Eurostat aponta aumento drástico de brasileiros repatriados da União Europeia em 2025, indicando endurecimento nas políticas migratórias.
Um levantamento divulgado pelo Eurostat, o instituto de estatísticas da União Europeia, acende um alerta para os brasileiros que planejam ou já residem no bloco. Os dados relativos a 2025 mostram um aumento significativo no número de cidadãos brasileiros impedidos de entrar na UE, notificados para deixar o bloco e, consequentemente, repatriados.
O Brasil figura entre as 15 nacionalidades com maior incidência em barreiras de entrada e repatriações. O número de brasileiros que tiveram que deixar a União Europeia quase dobrou em um ano, refletindo uma política de fronteiras mais restritiva e fiscalização intensificada.
Essas estatísticas, divulgadas no início de maio, sinalizam um endurecimento nas regras de imigração e um controle mais rigoroso sobre a permanência de estrangeiros nos países membros. Acompanhe os detalhes deste cenário em transformação.
Brasileiros Repatriados Quase Dobram em 2025
Os números revelados pelo Eurostat são contundentes: em 2025, o total de brasileiros repatriados para fora da União Europeia atingiu 3.050 pessoas. Este dado representa um **aumento expressivo de 94%** em comparação com o ano anterior, 2024, colocando o Brasil na 13ª posição entre cerca de 170 nacionalidades.
Este cenário de alta na repatriação de brasileiros reflete um endurecimento nas políticas migratórias da UE. O aumento expressivo indica que mais brasileiros foram identificados em situação irregular ou tiveram sua entrada negada nos portos e aeroportos europeus.

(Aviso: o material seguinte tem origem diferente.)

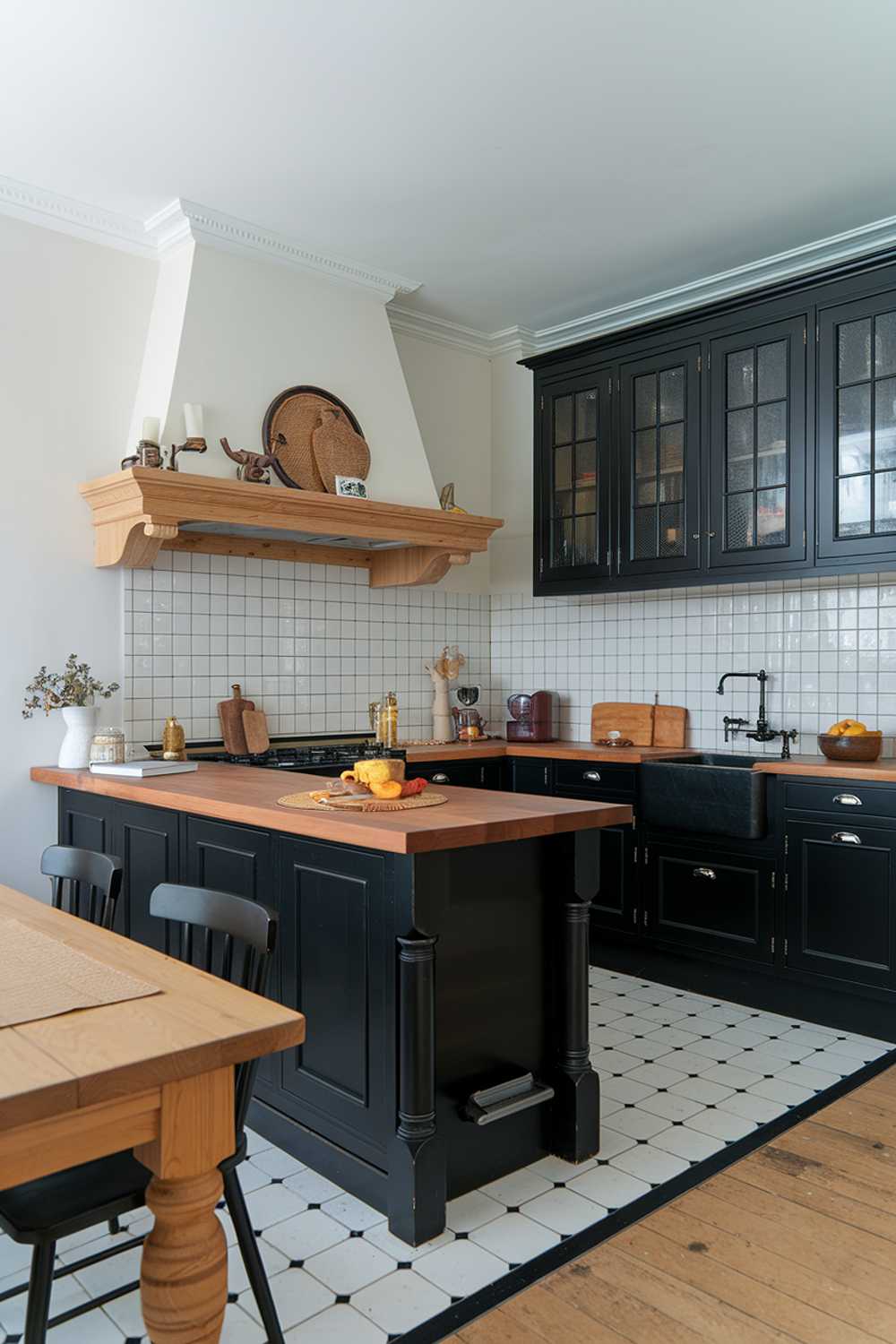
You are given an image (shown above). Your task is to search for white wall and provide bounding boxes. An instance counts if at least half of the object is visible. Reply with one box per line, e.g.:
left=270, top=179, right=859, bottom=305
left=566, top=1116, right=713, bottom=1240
left=395, top=332, right=494, bottom=593
left=0, top=218, right=156, bottom=895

Entrada na UE Dificultada e Notificações de Saída em Alta
Além das repatriações, outros indicadores também apontam para um controle mais rígido. O número de estrangeiros impedidos de entrar na UE em suas fronteiras externas aumentou 7% em 2025, totalizando 132,6 mil pessoas. Deste total, os brasileiros ocupam a 12ª posição, com 2.910 pessoas barradas, sendo a **grande maioria (92%) em aeroportos**.
Portugal e Irlanda foram os países que mais rejeitaram a entrada de brasileiros, ambos com grandes comunidades de compatriotas, o que pode atrair outros em busca de oportunidades, mas que acabam sendo barrados pela falta de documentação adequada.
Outro índice que registrou alta foi o de notificações para deixar um país da UE devido a situação irregular, como falta de autorização de residência ou visto de trabalho. Em 2025, 6.875 brasileiros receberam esta ordem, um aumento de 57% em relação a 2024. Bélgica, França e Portugal foram os países que mais emitiram essas notificações.
Mudanças Legislativas e Efeito Escala no Aumento da Repatriação
Em Portugal, as mudanças na legislação, como a extinção da “manifestação de interesse”, que permitia a regularização de turistas sem visto, contribuíram para o aumento de brasileiros notificados a sair. Agora, vistos de trabalho ou estudo devem ser obtidos antes da viagem.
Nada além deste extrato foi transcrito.